“Edge of Tomorrow” review
Casey Matlock; Reporter
“Edge of Tomorrow,” director Doug Liman’s new science-fiction vehicle for Tom Cruise and co-star Emily Blunt, opened on the seventieth anniversary of D Day, and paid tribute to the massive and decisive Normandy landing by converting the scenario into a futuristic style. The brilliant blend of fantasy and history similar to a video game, and is the best thing “Edge of Tomorrow” has to offer.
“Edge of Tomorrow,” is essentially “Groundhog Day” meets “Saving Private Ryan.” Viewers experience a video game style environment with both the excitement and frustration of getting through levels.
The premise for “Edge of Tomorrow” come into question when the world is battling alien creatures who have killed hundreds of millions of people in Europe. Not to mention, the allied army, known as the United Defense Force (U.D.F.), is planning a top-secret mobilization to cross the English Channel and gain a defended positon on the beach in France in order to reconquer from the aliens. The evening before the mission to land on the beach, Cruise’s character, Major William Cage a U.D.F. information officer, is ordered to be placed in a combat battalion in order to “sell the war” to the citizenry.
Luckily for Cage, his “curse” to die repeatedly affords him a limitless capacity to learn on the job, and each return to battle is another lesson in warfare and a chance to discover the enemy’s vulnerabilities. Each reawakening lands Cruise back at the British base, Cage discovers a mentor within the base named Sergeant Rita Vrataski, played by Emily Blunt, who is a commando fighter and was the heroine of the U.D.F.’s one prior military victory. Vrataski trains Cage and accompanies him into battle.
At the same time as Cage’s spare lives allow him to master the monsters, we learn that the monsters’ central brain has allowed Cage to be regenerated on purpose. The monster brain is using Cage to learn how humans fight. When Cage and Vrataski figure this out, they recognize that they have to get one step ahead of the aliens, and must anticipate each move in advance, in order to make their decisive advance toward Paris and destroy the brain.

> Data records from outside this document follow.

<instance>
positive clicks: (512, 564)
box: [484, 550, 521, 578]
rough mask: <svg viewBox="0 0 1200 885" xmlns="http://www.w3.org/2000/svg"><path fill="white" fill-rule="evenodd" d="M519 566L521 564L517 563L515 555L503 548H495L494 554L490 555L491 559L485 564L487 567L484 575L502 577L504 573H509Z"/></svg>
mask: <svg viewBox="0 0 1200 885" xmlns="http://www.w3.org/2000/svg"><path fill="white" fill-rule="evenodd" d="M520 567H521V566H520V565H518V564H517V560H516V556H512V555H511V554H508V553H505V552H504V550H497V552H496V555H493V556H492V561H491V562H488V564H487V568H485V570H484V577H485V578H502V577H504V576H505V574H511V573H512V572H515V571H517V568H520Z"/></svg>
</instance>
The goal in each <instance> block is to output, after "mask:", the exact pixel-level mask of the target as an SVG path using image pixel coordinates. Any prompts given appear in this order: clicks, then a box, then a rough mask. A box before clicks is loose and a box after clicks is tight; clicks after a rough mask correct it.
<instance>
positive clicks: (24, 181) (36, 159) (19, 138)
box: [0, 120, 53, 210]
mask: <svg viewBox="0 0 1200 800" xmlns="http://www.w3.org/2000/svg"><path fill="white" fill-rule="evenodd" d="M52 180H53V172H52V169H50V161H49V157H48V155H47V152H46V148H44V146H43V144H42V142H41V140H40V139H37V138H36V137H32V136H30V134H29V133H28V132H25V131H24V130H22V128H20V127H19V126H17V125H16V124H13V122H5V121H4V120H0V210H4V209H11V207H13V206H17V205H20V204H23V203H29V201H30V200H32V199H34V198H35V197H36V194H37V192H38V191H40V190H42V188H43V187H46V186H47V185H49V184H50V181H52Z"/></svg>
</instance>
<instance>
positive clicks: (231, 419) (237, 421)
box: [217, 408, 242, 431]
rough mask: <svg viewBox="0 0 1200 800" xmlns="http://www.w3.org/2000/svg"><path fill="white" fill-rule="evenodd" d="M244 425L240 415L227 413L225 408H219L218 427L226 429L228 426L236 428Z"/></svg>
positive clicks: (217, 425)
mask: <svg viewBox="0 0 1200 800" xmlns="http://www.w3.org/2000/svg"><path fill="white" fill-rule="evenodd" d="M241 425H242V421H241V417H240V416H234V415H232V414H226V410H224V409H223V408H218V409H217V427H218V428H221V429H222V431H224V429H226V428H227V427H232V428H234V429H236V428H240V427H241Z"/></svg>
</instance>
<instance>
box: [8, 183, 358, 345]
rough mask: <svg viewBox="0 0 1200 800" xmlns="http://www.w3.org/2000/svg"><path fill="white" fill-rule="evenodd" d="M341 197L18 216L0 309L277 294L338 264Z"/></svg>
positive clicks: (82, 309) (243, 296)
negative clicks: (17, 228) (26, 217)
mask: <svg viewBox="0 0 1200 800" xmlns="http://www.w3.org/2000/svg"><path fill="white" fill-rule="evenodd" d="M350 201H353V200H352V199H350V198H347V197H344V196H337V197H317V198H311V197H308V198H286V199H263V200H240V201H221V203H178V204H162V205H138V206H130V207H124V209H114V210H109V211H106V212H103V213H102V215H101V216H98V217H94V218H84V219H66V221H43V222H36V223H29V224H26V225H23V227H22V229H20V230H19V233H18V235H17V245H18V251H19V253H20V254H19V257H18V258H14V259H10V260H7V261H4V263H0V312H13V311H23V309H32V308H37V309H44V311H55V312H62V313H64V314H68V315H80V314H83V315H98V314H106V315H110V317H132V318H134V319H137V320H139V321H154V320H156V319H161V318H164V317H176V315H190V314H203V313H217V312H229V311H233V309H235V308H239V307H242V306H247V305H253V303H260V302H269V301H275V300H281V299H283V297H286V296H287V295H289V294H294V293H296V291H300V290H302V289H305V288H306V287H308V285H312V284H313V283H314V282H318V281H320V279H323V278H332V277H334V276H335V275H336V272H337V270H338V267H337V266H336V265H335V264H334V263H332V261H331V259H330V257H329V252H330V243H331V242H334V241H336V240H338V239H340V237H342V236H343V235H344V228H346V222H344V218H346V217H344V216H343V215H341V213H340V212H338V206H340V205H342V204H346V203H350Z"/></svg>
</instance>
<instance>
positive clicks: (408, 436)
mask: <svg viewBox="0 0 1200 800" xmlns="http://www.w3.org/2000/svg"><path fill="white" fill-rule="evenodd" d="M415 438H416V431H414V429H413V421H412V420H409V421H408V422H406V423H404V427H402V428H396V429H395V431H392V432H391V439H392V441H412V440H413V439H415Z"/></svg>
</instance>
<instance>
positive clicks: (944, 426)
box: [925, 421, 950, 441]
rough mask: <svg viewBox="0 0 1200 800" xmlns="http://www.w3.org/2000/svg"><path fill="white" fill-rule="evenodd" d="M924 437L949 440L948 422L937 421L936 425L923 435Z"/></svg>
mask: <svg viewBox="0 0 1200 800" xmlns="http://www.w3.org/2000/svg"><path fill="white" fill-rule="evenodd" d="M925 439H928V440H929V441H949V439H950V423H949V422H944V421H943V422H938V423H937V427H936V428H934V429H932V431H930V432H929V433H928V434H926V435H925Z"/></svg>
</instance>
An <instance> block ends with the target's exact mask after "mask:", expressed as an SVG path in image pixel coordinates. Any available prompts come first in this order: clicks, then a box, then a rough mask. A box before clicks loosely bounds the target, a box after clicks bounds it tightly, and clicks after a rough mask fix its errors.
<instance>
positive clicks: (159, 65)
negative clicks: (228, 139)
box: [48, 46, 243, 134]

“Edge of Tomorrow” has ingenious plot development yet aspects of the movie are either accidentally or purposely repetitive. It is understandable that Cruise’s character has to relive his life each time he dies, but this scenario becomes redundant and makes the viewer ready to move on and practically beg for Cage not to die again. Blunt’s character Vrataski provides a refreshing take on the female lead. Rather than the typcal damsel in distress that has to rely on sexual appeal to attract the viewer, Vrataski acts as a viable aid to Cage in the story and portrays a strong female role with a sensitive side that isn’t over powering or pathetic.
“Edge of Tomorrow” is an intense thriller with subtle comedic moments that keeps the viewer entertained and craving for a sequel. Despite the repetitive aspects that were predictable and redundant, the film has strong creative plot twists and makes the viewer feel as if they were in a first-person shooter video game.